DryShips Closes Private Placement, Plans Rights Offering
Greek shipowner DryShips, which has been entangled into legal action recently over share sale schemes, said that it has completed the sale of common shares to entities affiliated with its Chairman and Chief Executive Officer, George Economou for USD 100 million.
The private placement consisted of 100% of the issued and outstanding equity interests of Shipping Pool Investors Inc., which holds a 49% interest in tanker pool operator Heidmar Holdings LLC, along with the termination of the participation rights by and between DryShips and Mountain Investment.

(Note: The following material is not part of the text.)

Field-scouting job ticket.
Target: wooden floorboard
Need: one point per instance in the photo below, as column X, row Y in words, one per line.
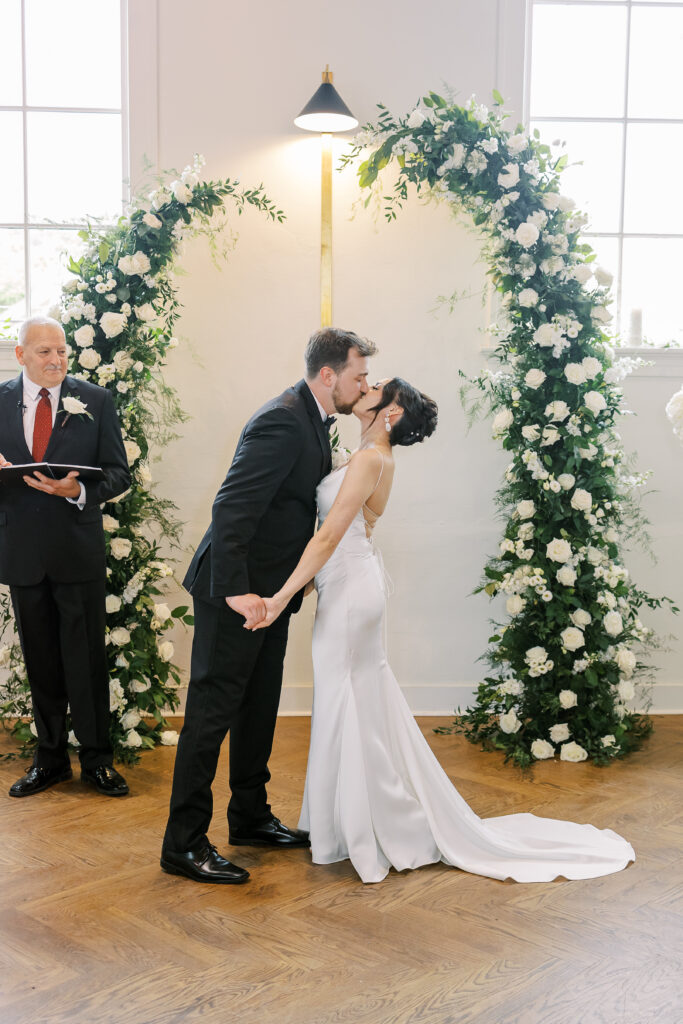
column 92, row 932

The transaction also includes forfeiture by Sifnos Shareholders Inc., also an entity affiliated with Economou, of all outstanding Series D preferred shares (which carry 100,000 votes per share) of the company and the repayment of USD 27 million under DryShip’s unsecured credit facility with Sierra.
The shipowner said that it did not receive any cash proceeds from the private placement.
The common shares sold in the private placement are subject to a lock-up agreement until six months from the completion of the sale and the completion of the company’s previously announced rights offering.
To that end, the company said it intends to launch the rights offering of shares of common stock par value USD 0.01 per share.
The offering is expected to be made through the pro-rata distribution of non-transferrable subscription rights to purchase up to 36,363,636 shares at a price of USD 2.75 per share. The shares will be offered to the company’s shareholders on August 31, 2017, resulting in gross proceeds of up to USD 100 million.
As explained, each subscription right will entitle their respective holder to a right to purchase approximately 1.1526 shares at a subscription price of USD 2.75 per share.
In addition, DryShips has inked a backstop purchase agreement with Sierra, pursuant to which Sierra will commit to buying common stock shares that are not issued to existing shareholders.
DryShips said that its CEO and his affiliates agreed not to exercise any rights they may have in the offering outside of the backstop commitment.
The cash proceeds from the offering are expected to be used for general corporate purposes and/or vessel acquisitions and/or to repay the Sierra credit facility.